Passage Retrieval and Similarity Search

![](/assets/images/Passage Retrieval - Scaling up/4ceaaed8-f971-40c9-8a48-4e21634d2255-image.png)

Once passages and queries are encoded and projected into vector space, one of the following is performed:

Nearest neighborhood search
Search for the highest dot product via inner dot production

When performing similarity search like this, finding the most similar passage for a query gets harder as the number of passages increases. With tens of millions of passages, even brute-forcing inner products for every case becomes very costly.

Nearest Neighbor Search

You can find the closest passage vector to the query vector using Euclidean distance or L2. But for computational efficiency, inner dot product is typically used instead.

MIPS

Maximum Inner Product Search

$v_i\in V, argmax(q^Tv_i)$

A simple approach: compute inner products for all $i$ passages. The problem is finding an efficient way to do this when there are very many passages.

In practice, if we take Wikipedia as a baseline, there are about 5 million documents, and depending on the task, this could scale to billions or even trillions. That’s at the document level — if passages are considered at the paragraph level, the search space grows even more.

In other words, brute-forcing through all document embeddings is infeasible.

Threshold of Similarity Search

Search Speed
- How long does it take to find the k most similar passage vectors per query?
Memory Usage
- Where are all vectors in the vector space stored?
- It’d be convenient if everything were in RAM, but that’s practically impossible.
- If everything were on HDD, it’d be very slow.
Accuracy
- If not brute-force, accuracy must be sacrificed to some extent — how much?

![](/assets/images/Passage Retrieval - Scaling up/e24de2b9-1476-40d2-bf57-99346a3fa57e-image.png)

Search time and recall are generally proportional. More accurate search takes longer.

These threshold issues become more concrete as corpus size grows:

Search space increases, making search harder.
More memory space is required.
Sparse embedding makes these problems even worse.
- Somewhat alleviated by compression.

![](/assets/images/Passage Retrieval - Scaling up/8afc7957-1279-4f37-b2e9-acdb4d49dd08-image.png)

With dimension = 768, assuming about 1 billion documents (roughly Wikipedia-scale), the required memory space is 3TB. Over 1 trillion, it’s 3PB.

Even if the corpus used in most competitions and practice code is in the millions, 3GB is already very large… Compression is essential for efficient memory usage.

Approximating Similarity Search

Compression - SQ

Scalar Quantization. Vectors are typically represented using 4-byte (int) size. But not all 4 bytes are actually used. So compress the vector by reducing the bytes used — that’s SQ.
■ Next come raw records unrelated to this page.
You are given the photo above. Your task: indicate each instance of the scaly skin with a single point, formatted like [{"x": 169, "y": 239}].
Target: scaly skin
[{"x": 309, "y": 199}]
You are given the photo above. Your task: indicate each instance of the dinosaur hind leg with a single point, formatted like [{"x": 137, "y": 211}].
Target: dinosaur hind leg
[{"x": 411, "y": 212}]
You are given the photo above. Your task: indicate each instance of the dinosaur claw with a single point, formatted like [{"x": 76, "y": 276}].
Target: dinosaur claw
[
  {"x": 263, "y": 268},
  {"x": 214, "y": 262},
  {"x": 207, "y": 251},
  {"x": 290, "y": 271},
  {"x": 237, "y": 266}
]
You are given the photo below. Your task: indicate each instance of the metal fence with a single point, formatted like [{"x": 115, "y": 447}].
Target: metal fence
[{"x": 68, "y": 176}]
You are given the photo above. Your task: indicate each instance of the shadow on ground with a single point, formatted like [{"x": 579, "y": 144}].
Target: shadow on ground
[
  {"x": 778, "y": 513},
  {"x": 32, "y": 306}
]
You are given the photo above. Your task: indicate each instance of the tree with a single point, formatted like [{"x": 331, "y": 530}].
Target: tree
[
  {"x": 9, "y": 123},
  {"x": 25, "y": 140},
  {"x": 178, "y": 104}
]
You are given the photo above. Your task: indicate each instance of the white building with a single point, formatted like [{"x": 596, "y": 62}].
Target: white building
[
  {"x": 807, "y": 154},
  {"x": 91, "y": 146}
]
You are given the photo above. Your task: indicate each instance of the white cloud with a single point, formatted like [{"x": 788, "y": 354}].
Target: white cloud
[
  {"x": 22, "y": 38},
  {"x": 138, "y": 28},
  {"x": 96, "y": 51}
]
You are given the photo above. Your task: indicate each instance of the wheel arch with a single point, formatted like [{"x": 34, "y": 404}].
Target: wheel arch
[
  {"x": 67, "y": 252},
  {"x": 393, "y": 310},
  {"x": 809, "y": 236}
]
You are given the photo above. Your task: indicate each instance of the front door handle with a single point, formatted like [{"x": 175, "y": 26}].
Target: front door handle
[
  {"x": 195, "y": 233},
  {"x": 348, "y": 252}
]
e.g., 4-byte floating point -> 1-byte unsigned integer

Pruning - IVF

Pruning. In passage retrieval, this means forming clusters through clustering. If clustering is done well, MIPS can be performed very efficiently. The brute-force problem over all data is reduced to visiting only m clusters (fewer than k total clusters) that are nearby.

IVF (Inverted File). Looking it up, it refers to an inverted index. https://cloudingdata.tistory.com/45

IVF in retrieval means that the centroid ID of a cluster holds all vector IDs belonging to that cluster. So if you find the closest cluster centroid ID to the query, you can quickly compare against all vectors in that cluster.
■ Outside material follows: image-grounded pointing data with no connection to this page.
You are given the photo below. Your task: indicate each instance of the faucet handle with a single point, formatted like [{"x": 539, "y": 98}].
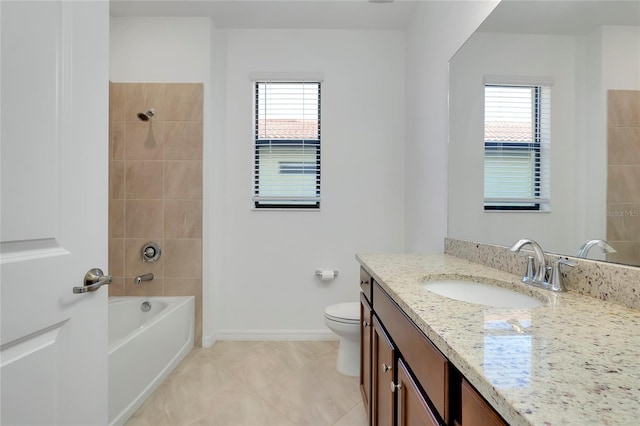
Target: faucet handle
[
  {"x": 530, "y": 272},
  {"x": 555, "y": 281}
]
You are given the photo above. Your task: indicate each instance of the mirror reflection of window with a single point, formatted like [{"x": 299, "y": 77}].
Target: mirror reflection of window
[{"x": 516, "y": 139}]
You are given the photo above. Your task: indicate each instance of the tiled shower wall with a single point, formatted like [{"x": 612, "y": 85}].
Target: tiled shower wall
[
  {"x": 623, "y": 180},
  {"x": 155, "y": 189}
]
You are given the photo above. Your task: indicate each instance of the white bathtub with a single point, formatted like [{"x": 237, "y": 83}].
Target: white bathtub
[{"x": 144, "y": 347}]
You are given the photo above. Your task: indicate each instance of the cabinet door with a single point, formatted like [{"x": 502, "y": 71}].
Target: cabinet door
[
  {"x": 365, "y": 354},
  {"x": 413, "y": 409},
  {"x": 475, "y": 410},
  {"x": 382, "y": 380}
]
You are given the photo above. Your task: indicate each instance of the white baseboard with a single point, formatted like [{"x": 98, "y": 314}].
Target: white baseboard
[{"x": 282, "y": 335}]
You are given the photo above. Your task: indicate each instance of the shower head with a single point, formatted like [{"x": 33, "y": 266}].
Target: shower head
[{"x": 146, "y": 116}]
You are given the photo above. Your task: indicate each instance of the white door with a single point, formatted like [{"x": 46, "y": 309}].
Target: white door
[{"x": 54, "y": 211}]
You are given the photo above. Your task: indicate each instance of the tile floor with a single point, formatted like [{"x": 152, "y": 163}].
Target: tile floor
[{"x": 256, "y": 384}]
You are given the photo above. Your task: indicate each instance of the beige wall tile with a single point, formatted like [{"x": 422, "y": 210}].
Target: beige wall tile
[
  {"x": 183, "y": 179},
  {"x": 154, "y": 287},
  {"x": 624, "y": 146},
  {"x": 143, "y": 179},
  {"x": 157, "y": 206},
  {"x": 186, "y": 102},
  {"x": 133, "y": 264},
  {"x": 116, "y": 180},
  {"x": 623, "y": 184},
  {"x": 183, "y": 140},
  {"x": 626, "y": 252},
  {"x": 116, "y": 288},
  {"x": 116, "y": 257},
  {"x": 623, "y": 222},
  {"x": 116, "y": 218},
  {"x": 116, "y": 101},
  {"x": 183, "y": 218},
  {"x": 116, "y": 140},
  {"x": 624, "y": 107},
  {"x": 183, "y": 258},
  {"x": 143, "y": 219},
  {"x": 143, "y": 141}
]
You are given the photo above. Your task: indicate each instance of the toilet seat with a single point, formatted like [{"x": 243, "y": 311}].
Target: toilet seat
[{"x": 348, "y": 313}]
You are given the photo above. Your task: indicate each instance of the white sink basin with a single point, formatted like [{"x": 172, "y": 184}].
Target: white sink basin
[{"x": 482, "y": 294}]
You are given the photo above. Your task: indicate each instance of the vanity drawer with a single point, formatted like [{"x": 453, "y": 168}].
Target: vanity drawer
[
  {"x": 428, "y": 365},
  {"x": 365, "y": 284}
]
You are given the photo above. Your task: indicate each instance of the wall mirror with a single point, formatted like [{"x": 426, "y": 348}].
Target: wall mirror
[{"x": 589, "y": 54}]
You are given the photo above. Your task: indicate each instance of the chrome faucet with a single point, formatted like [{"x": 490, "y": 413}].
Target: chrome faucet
[
  {"x": 583, "y": 251},
  {"x": 539, "y": 270},
  {"x": 549, "y": 278}
]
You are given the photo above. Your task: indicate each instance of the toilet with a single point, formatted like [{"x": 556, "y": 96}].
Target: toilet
[{"x": 344, "y": 320}]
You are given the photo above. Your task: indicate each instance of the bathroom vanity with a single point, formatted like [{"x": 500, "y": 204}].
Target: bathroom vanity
[
  {"x": 396, "y": 358},
  {"x": 431, "y": 360}
]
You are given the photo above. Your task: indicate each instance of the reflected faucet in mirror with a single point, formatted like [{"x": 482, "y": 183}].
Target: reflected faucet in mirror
[{"x": 583, "y": 251}]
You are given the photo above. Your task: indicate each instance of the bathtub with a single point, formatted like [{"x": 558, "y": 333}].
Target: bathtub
[{"x": 144, "y": 347}]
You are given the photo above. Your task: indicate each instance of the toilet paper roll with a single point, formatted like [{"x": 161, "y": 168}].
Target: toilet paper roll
[{"x": 326, "y": 275}]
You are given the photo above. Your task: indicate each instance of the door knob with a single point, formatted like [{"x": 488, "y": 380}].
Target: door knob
[{"x": 93, "y": 280}]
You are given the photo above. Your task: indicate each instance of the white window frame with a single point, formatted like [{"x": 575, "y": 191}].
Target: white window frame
[
  {"x": 519, "y": 153},
  {"x": 290, "y": 164}
]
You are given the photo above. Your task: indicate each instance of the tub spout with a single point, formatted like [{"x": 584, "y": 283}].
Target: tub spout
[{"x": 145, "y": 277}]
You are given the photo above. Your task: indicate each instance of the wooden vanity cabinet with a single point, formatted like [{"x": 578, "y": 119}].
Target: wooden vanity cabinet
[
  {"x": 475, "y": 410},
  {"x": 404, "y": 379},
  {"x": 413, "y": 408},
  {"x": 382, "y": 379},
  {"x": 365, "y": 353}
]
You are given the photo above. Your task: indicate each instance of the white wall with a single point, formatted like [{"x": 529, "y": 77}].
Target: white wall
[
  {"x": 515, "y": 56},
  {"x": 159, "y": 50},
  {"x": 259, "y": 266},
  {"x": 267, "y": 287},
  {"x": 437, "y": 31}
]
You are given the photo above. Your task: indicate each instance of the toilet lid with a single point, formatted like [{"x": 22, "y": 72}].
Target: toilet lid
[{"x": 344, "y": 311}]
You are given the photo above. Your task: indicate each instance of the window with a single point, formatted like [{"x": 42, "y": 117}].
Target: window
[
  {"x": 287, "y": 145},
  {"x": 516, "y": 147}
]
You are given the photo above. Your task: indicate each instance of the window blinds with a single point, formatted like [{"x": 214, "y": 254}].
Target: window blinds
[
  {"x": 517, "y": 137},
  {"x": 287, "y": 145}
]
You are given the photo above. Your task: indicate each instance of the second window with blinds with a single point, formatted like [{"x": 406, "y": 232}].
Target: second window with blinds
[
  {"x": 517, "y": 136},
  {"x": 287, "y": 145}
]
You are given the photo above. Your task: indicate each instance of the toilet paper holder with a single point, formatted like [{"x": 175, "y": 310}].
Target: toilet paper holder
[{"x": 322, "y": 274}]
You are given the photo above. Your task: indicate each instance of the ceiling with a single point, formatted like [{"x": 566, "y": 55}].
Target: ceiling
[
  {"x": 245, "y": 14},
  {"x": 560, "y": 17}
]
![](/assets/images/Passage Retrieval - Scaling up/7e15239c-3b4f-48c4-91bb-a9a7418a0770-image.png)

FAISS

A library built by Facebook for similarity search and clustering. Open source. Optimized for large scale, built in C++ but wrapped in Python — very fast and easy to use.

How to Use

Train Index and Map Vectors

Clustering
- Training on passage data is needed for clustering passages.
Scalar quantization
- When converting 4-byte floating point to 1-byte integer, the max and min of the data are identified for conversion.
Usually trained on training data, but for efficiency, a sample of training data is used as FAISS training data. If the original training data is large, sampling down to about 1/40 is common. ![](/assets/images/Passage Retrieval - Scaling up/69716955-8db4-4ff1-88c9-58614bcff882-image.png)

Once clusters and SQ range are defined through training, training data is inserted into clusters according to SQ rules.
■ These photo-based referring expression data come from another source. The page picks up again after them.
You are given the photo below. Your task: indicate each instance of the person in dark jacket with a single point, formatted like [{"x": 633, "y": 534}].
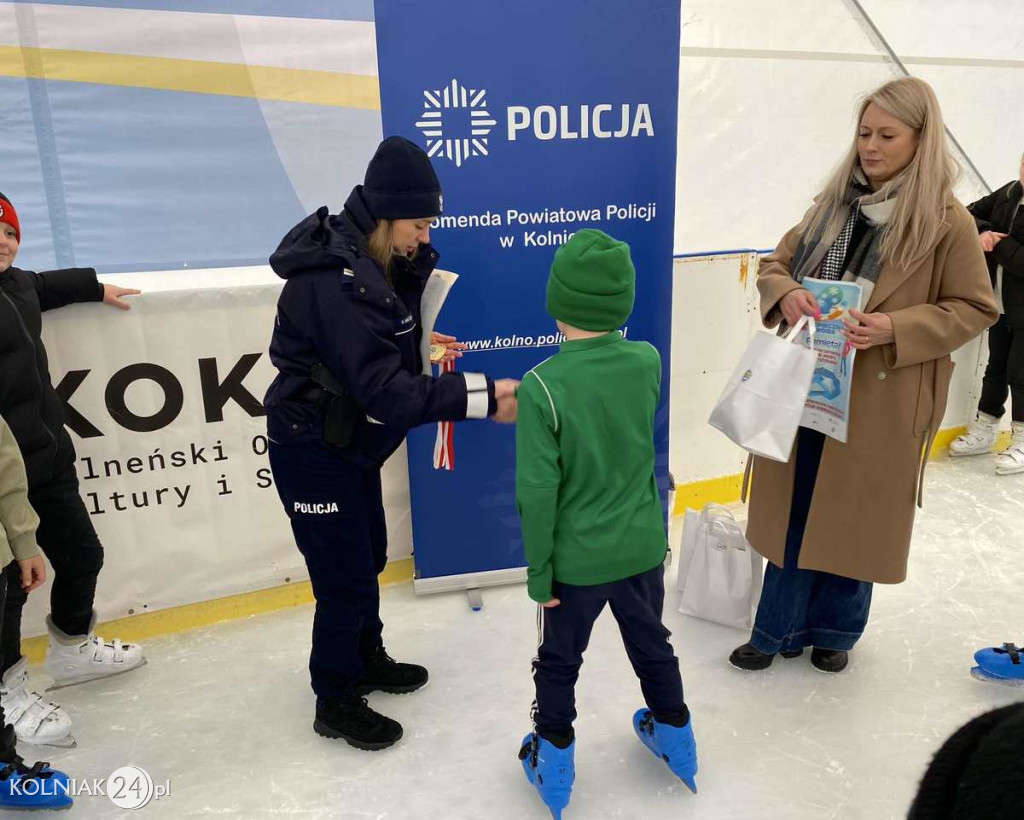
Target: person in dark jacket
[
  {"x": 1000, "y": 224},
  {"x": 36, "y": 415},
  {"x": 978, "y": 772},
  {"x": 350, "y": 385}
]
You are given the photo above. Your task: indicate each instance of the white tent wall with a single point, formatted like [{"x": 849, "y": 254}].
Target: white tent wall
[
  {"x": 767, "y": 96},
  {"x": 768, "y": 92}
]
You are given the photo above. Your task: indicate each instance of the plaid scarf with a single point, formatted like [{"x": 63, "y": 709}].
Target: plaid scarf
[{"x": 862, "y": 263}]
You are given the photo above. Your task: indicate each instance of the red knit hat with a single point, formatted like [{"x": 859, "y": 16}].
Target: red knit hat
[{"x": 9, "y": 215}]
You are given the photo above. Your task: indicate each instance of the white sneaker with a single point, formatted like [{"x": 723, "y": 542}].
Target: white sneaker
[
  {"x": 35, "y": 721},
  {"x": 74, "y": 659},
  {"x": 979, "y": 438},
  {"x": 1011, "y": 461}
]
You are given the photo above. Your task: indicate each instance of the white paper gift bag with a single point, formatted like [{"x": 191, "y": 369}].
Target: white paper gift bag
[
  {"x": 763, "y": 401},
  {"x": 719, "y": 574}
]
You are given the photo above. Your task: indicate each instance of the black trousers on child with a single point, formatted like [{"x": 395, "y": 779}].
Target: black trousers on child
[
  {"x": 1005, "y": 374},
  {"x": 564, "y": 632},
  {"x": 70, "y": 543},
  {"x": 338, "y": 521}
]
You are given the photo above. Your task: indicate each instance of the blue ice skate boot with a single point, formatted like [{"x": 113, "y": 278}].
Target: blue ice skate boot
[
  {"x": 674, "y": 744},
  {"x": 550, "y": 770},
  {"x": 1000, "y": 663},
  {"x": 36, "y": 787}
]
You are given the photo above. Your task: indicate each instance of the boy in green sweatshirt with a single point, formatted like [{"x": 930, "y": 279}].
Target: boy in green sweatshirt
[
  {"x": 592, "y": 519},
  {"x": 22, "y": 786}
]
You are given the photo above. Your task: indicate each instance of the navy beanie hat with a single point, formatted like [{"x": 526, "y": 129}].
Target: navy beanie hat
[{"x": 400, "y": 182}]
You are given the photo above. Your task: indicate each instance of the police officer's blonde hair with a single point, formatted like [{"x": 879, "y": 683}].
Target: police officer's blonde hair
[{"x": 380, "y": 244}]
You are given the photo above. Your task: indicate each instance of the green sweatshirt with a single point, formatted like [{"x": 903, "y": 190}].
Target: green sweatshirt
[
  {"x": 585, "y": 465},
  {"x": 17, "y": 519}
]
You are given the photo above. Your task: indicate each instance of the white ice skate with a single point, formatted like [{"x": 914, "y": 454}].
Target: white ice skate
[
  {"x": 979, "y": 438},
  {"x": 77, "y": 658},
  {"x": 36, "y": 721},
  {"x": 1011, "y": 461}
]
Search Based on FAISS Index

When a query comes in, reformat it according to the cluster and SQ rules defined during training.
Find the nearest cluster.
Determine the cluster nearest top-k. ![](/assets/images/Passage Retrieval - Scaling up/044202c1-7e0a-475e-9a6e-e7055d69e627-image.png)

Product Quantization

ref blog In practice, PQ is often used instead of SQ. Said to compress better than SQ.